On Thu, 02 Jul 2020 13:43:11 +0200
Christian Schoenebeck <qemu_...@crudebyte.com> wrote:

> On Mittwoch, 1. Juli 2020 17:12:40 CEST Greg Kurz wrote:
> > On Wed, 01 Jul 2020 13:47:12 +0200
> > 
> > Christian Schoenebeck <qemu_...@crudebyte.com> wrote:
> > > On Mittwoch, 1. Juli 2020 12:09:24 CEST Greg Kurz wrote:
> > > > No I'm talking about code that isn't changed by this series:
> > > >     if (initial_offset == 0) {
> > > >     
> > > >         v9fs_co_rewinddir(pdu, fidp);
> > > >     
> > > >     } else {
> > > >     
> > > >         v9fs_co_seekdir(pdu, fidp, initial_offset);
> > > >     
> > > >     }
> > > >     count = v9fs_do_readdir(pdu, fidp, max_count);
> > > > 
> > > > Leaving these outside the critical section seems to negate
> > > > your arguments... please clarify.
> > > 
> > > Yeah, I admit I have neglected this issue, as concurrent readdir requests
> > > with same FID always was some kind of theoretical issue. But yes, you are
> > > right,
> > It's perfectly fine to miss things, that's what reviews are made for :)
> > 
> > > that should be addressed by
> > > 
> > > 1. entirely removing the rewinddir/seekdir code here
> > > 
> > > 2. passing initial_offset to v9fs_do_readdir(), which in turn would
> > > 
> > >    pass it to readdir_many()
> > > 
> > > 3. readdir_many() would handle rewinddir/seekdir exclusively in its
> > > crticial> 
> > >    section.
> > 
> > Sounds good. v7 ?
> 
> Sure, that's not the problem, I can repost this handled appropriately of 
> course.
> 
> But would you please finalize your picture of this patch set first? I would 
> really (try) to finally nail this thing with the next version.
> 

I'll do my best.

> > > > There are indeed several issues with the current readdir:
> > > > 
> > > > 1) potential inconsistency on concurrent Treaddir requests
> > > > 
> > > > 2) excessive dispatching to worker threads
> > > > 
> > > > So we agreed that 1) should never happen with a regular linux
> > > > client (we could even dump the lock actually) but we want to
> > > > make it clear in the code anyway that actions on the directory
> > > > stream are serialized.
> > > 
> > > My point is you are trying to fix a merely thereotical issue on code
> > > that's
> > > conceptually, inherently wrong and dead end code at first place. Top half
> > > code
> > I'm not trying to fix anything. We already have locking in place to
> > deal with this theoretical issue and it interferes with your changes.
> > I don't care that much if a silly guest shoots itself in the foot
> > actually, so it'll be fine with me if you just dump the lock, as
> > long as it doesn't cause QEMU to hang or crash.
> 
> Ah ok, I got you as if you wanted to fix more details on the old readdir 
> code, 
> which would be a clear blocker for this patch set to proceed. Good then.
> 
> > > should always be designed to be as thin as possible. The old readdir code
> > > though is the complete opposite.
> > 
> > It isn't readdir only, most requests span over multiple v9fs_co_*() calls...
> 
> Right, I know! And that's actually my root motivation to finally bring this 
> patch set forward, since I am very aware that this patch set is just a small 
> brick in the overall procecss of fixing similarly affected code portions. So 
> yes, that's my plan to fix them with upcoming patch sets, too.
> 
> Having said that, could we probably try to make future reviews a bit more 
> efficient at certain aspects? For instance it would help a lot if the patch 
> set was reviewed entirely, and not stopped at the very first issue spotted 
> and 
> then suspended to ++version, as this creates large latencies in the overall 
> review process?
> 

Review of 9pfs is a best effort thing... I usually stop reviewing when I'm fed
up or when all the time I could reasonably invest is elapsed. Breaking down
the series in smaller patches is the usual improvement for that.
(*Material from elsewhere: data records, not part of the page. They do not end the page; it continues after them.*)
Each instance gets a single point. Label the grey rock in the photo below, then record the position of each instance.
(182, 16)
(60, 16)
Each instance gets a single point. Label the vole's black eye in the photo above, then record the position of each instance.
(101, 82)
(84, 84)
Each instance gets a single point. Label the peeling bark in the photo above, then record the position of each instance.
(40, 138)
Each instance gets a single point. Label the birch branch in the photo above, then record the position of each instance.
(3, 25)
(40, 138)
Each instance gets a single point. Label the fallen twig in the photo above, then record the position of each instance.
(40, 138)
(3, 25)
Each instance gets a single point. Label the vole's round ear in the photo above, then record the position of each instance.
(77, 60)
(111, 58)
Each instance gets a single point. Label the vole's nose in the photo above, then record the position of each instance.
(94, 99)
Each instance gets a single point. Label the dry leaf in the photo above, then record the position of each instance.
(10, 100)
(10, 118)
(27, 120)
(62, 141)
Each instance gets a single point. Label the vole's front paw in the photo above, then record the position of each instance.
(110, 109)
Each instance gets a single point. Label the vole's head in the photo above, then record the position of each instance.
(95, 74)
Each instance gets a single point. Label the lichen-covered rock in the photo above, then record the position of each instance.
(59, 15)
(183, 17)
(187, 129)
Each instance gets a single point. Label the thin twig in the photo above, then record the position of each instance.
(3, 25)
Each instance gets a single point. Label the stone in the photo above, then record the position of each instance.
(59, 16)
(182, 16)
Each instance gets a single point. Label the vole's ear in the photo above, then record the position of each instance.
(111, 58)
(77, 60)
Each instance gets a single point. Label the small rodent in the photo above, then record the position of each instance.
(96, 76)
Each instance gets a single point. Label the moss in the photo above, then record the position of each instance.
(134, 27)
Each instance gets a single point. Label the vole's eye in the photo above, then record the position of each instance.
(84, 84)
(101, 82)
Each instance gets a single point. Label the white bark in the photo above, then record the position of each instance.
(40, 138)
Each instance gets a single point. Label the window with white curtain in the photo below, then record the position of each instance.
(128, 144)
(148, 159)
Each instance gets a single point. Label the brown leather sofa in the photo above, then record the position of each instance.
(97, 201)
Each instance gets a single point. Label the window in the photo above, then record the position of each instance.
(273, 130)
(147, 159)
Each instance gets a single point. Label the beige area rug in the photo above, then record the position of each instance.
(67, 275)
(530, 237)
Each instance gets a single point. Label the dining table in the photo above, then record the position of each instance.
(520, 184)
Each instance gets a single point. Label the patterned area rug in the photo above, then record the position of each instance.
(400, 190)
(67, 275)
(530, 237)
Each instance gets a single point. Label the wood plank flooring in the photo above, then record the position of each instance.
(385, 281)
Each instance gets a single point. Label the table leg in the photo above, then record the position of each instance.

> And likewise it would also help if review is prioritized on relevant 
> behaviour 
> aspects (concept, design) first before arguing about code style details like 
> variable names or other details invisible to users.
> 

I don't remember questioning the overall concept behind these changes
because it looks reasonable enough (even if I would appreciate to be
able to verify them with a working reproducer).

Even if it is invisible to the users, coding style or how a series is
broken down in patches is important for developers.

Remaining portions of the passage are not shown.